Counterfeit iPhone X Discovered Running iOS-Skinned Android Riddled With Backdoors And Malware

If it sounds too good to be true, it probably is. Smartphone users know that there are hordes of counterfeit devices and apps out there that are meant to give nefarious parties access to your device and personal information. In the case of counterfeit devices, they often have the same general appearance as their intended target, but often miss the mark in some glaring areas. Such is the case with this Apple iPhone X counterfeit device that was discovered for sale in China at a low, low price of $100 (compared to the $999 starting MSRP for the real deal).

At that price, you would assume that something is amiss, but the device looked so much like an iPhone in style and in software, that it was hard to tell, at first glance. Ultimately, security researchers took the device and probed it to find out what made it tick and just how secure it was. The device arrived in a white box that looked like an iPhone box, but with images and text said to be a little blurry.

The alleged iPhone X has the same volume rockers, the same side buttons, a working Lightning port, and what appeared to be the same pentalobe screws that a real iPhone has (they weren’t). It even had instructions telling users how to setup Face ID and an IMEI number that resolved as an iPhone X.

Apple logos show when the device boots and the menus look very much like iPhone menus according to reports. At some point in fiddling with the device, Motherboard notes that the “App Store” on the faux iPhone X crashed and the error message given said that “Google Play” had crashed and the infamous notch was software-generated. 
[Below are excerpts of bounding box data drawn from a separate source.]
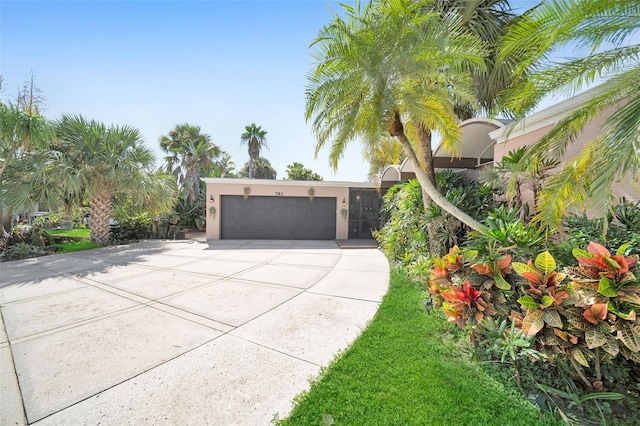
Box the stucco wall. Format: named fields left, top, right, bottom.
left=203, top=178, right=360, bottom=240
left=494, top=103, right=640, bottom=210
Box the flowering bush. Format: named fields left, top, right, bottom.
left=429, top=242, right=640, bottom=389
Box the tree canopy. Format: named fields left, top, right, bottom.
left=286, top=161, right=322, bottom=180
left=240, top=123, right=268, bottom=179
left=238, top=157, right=277, bottom=179
left=499, top=0, right=640, bottom=230
left=306, top=0, right=484, bottom=229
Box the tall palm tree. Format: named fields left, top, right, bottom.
left=160, top=123, right=221, bottom=206
left=501, top=0, right=640, bottom=227
left=50, top=115, right=162, bottom=244
left=306, top=0, right=484, bottom=230
left=240, top=123, right=268, bottom=179
left=211, top=151, right=238, bottom=178
left=425, top=0, right=520, bottom=120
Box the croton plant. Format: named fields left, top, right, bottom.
left=429, top=242, right=640, bottom=380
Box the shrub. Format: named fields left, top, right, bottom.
left=429, top=242, right=640, bottom=390
left=109, top=214, right=153, bottom=244
left=0, top=242, right=47, bottom=260
left=429, top=242, right=640, bottom=424
left=374, top=171, right=500, bottom=279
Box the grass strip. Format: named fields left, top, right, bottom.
left=277, top=270, right=555, bottom=426
left=50, top=241, right=102, bottom=254
left=46, top=228, right=91, bottom=240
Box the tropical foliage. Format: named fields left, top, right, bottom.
left=306, top=0, right=484, bottom=229
left=499, top=0, right=640, bottom=230
left=160, top=123, right=221, bottom=205
left=240, top=123, right=268, bottom=179
left=429, top=243, right=640, bottom=420
left=374, top=172, right=494, bottom=279
left=50, top=115, right=174, bottom=244
left=238, top=157, right=277, bottom=179
left=286, top=161, right=322, bottom=180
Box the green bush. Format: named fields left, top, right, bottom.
left=109, top=214, right=153, bottom=244
left=0, top=242, right=47, bottom=260
left=374, top=171, right=494, bottom=279
left=549, top=198, right=640, bottom=263
left=429, top=242, right=640, bottom=424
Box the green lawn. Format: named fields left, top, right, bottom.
left=47, top=228, right=91, bottom=240
left=47, top=228, right=102, bottom=253
left=280, top=270, right=554, bottom=426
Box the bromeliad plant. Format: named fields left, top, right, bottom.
left=429, top=243, right=640, bottom=389
left=513, top=242, right=640, bottom=388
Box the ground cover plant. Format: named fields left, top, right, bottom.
left=277, top=269, right=555, bottom=425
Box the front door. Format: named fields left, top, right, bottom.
left=349, top=188, right=380, bottom=238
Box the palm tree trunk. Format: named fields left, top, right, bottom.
left=90, top=191, right=111, bottom=245
left=418, top=124, right=436, bottom=209
left=389, top=112, right=486, bottom=232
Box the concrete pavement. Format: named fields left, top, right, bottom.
left=0, top=240, right=389, bottom=426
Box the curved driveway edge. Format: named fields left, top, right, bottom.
left=0, top=241, right=389, bottom=426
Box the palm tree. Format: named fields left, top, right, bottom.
left=160, top=123, right=221, bottom=206
left=425, top=0, right=520, bottom=120
left=306, top=0, right=484, bottom=230
left=0, top=97, right=51, bottom=180
left=501, top=0, right=640, bottom=227
left=238, top=157, right=277, bottom=179
left=50, top=115, right=164, bottom=244
left=212, top=151, right=238, bottom=178
left=240, top=123, right=268, bottom=179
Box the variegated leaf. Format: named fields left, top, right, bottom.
left=602, top=337, right=620, bottom=358
left=619, top=288, right=640, bottom=306
left=620, top=346, right=640, bottom=364
left=616, top=243, right=629, bottom=256
left=535, top=251, right=557, bottom=277
left=518, top=296, right=538, bottom=309
left=598, top=277, right=618, bottom=297
left=553, top=272, right=567, bottom=286
left=617, top=323, right=640, bottom=352
left=511, top=262, right=538, bottom=275
left=542, top=294, right=553, bottom=308
left=494, top=271, right=511, bottom=290
left=571, top=348, right=589, bottom=368
left=571, top=248, right=593, bottom=259
left=565, top=309, right=591, bottom=331
left=522, top=309, right=544, bottom=337
left=584, top=328, right=607, bottom=349
left=542, top=309, right=562, bottom=328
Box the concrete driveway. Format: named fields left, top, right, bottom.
left=0, top=241, right=389, bottom=426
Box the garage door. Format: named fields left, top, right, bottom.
left=220, top=195, right=336, bottom=240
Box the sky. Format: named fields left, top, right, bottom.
left=0, top=0, right=534, bottom=182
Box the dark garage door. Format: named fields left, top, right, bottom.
left=220, top=195, right=336, bottom=240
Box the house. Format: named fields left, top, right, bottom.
left=202, top=178, right=380, bottom=240
left=202, top=89, right=640, bottom=240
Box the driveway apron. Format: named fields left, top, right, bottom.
left=0, top=240, right=389, bottom=426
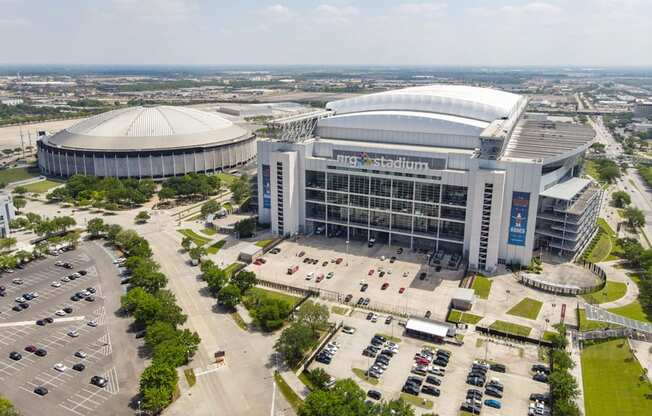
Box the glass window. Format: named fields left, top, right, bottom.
left=328, top=173, right=349, bottom=192
left=306, top=202, right=326, bottom=220
left=350, top=175, right=369, bottom=195
left=370, top=197, right=390, bottom=211
left=441, top=206, right=466, bottom=221
left=306, top=189, right=325, bottom=202
left=441, top=185, right=467, bottom=206
left=414, top=182, right=441, bottom=203
left=371, top=178, right=392, bottom=196
left=369, top=211, right=389, bottom=230
left=392, top=179, right=414, bottom=200
left=414, top=202, right=439, bottom=217
left=306, top=170, right=326, bottom=189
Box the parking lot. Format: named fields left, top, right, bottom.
left=310, top=311, right=547, bottom=416
left=248, top=236, right=463, bottom=320
left=0, top=243, right=144, bottom=415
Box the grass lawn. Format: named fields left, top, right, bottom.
left=401, top=393, right=434, bottom=409
left=376, top=333, right=403, bottom=344
left=447, top=309, right=484, bottom=325
left=274, top=371, right=303, bottom=412
left=489, top=321, right=532, bottom=337
left=201, top=227, right=217, bottom=236
left=249, top=287, right=301, bottom=305
left=23, top=179, right=63, bottom=194
left=351, top=367, right=378, bottom=386
left=581, top=339, right=652, bottom=416
left=206, top=240, right=226, bottom=254
left=582, top=281, right=627, bottom=304
left=0, top=168, right=40, bottom=184
left=507, top=298, right=543, bottom=319
left=256, top=238, right=274, bottom=248
left=471, top=275, right=493, bottom=299
left=607, top=301, right=652, bottom=323
left=177, top=228, right=211, bottom=247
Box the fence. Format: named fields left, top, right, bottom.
left=518, top=260, right=607, bottom=296
left=475, top=326, right=552, bottom=347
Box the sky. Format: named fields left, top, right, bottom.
left=0, top=0, right=652, bottom=66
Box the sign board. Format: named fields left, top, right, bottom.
left=507, top=192, right=530, bottom=246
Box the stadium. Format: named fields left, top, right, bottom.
left=257, top=85, right=602, bottom=273
left=38, top=106, right=256, bottom=178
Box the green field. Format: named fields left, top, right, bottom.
left=447, top=309, right=484, bottom=325
left=206, top=240, right=226, bottom=254
left=489, top=321, right=532, bottom=337
left=507, top=298, right=543, bottom=319
left=582, top=281, right=627, bottom=304
left=581, top=339, right=652, bottom=416
left=177, top=228, right=211, bottom=247
left=0, top=168, right=40, bottom=184
left=471, top=275, right=492, bottom=299
left=247, top=287, right=301, bottom=305
left=23, top=179, right=63, bottom=194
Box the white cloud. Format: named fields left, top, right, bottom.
left=396, top=3, right=448, bottom=17
left=315, top=4, right=360, bottom=24
left=263, top=4, right=292, bottom=19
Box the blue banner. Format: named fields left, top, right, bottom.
left=263, top=165, right=272, bottom=208
left=507, top=192, right=530, bottom=246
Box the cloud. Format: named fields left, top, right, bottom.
left=395, top=3, right=448, bottom=17
left=263, top=4, right=293, bottom=19
left=315, top=4, right=360, bottom=24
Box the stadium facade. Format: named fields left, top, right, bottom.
left=257, top=85, right=601, bottom=272
left=37, top=106, right=256, bottom=178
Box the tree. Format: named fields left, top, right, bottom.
left=231, top=270, right=257, bottom=294
left=181, top=236, right=193, bottom=251
left=624, top=207, right=645, bottom=227
left=13, top=197, right=27, bottom=211
left=217, top=284, right=240, bottom=309
left=234, top=218, right=256, bottom=238
left=201, top=199, right=220, bottom=218
left=135, top=211, right=151, bottom=224
left=274, top=322, right=314, bottom=366
left=297, top=300, right=330, bottom=335
left=611, top=191, right=632, bottom=208
left=86, top=218, right=107, bottom=238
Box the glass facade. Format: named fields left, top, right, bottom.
left=306, top=170, right=467, bottom=253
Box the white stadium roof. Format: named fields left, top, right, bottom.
left=45, top=106, right=250, bottom=151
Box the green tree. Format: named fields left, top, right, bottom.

A comprehensive probe of the phone revealed that the device ran a version of Android with code from several unidentified sources. The researchers also noted that the device was riddled with backdoors and malicious apps. Researchers found fake stock iOS apps on the device like Compass, Stocks, and Clock that asked for invasive permissions like the ability to read texts. The researchers weren’t sure if that means the developers were just not that good at what they did or if the device was intentionally malicious.

The “mishmash” of default apps are “horribly insecure” and the researchers noted that they could be outright malicious. Evidence was also found of a “wide range of backdoors” that could have been written by several developers. The fake Safari app, for instance, uses custom libraries to open a backdoor and allow code to be run on the device remotely. Another software package called ADUPS made by a Chinese firm provides OTA updates and is widely considered a backdoor.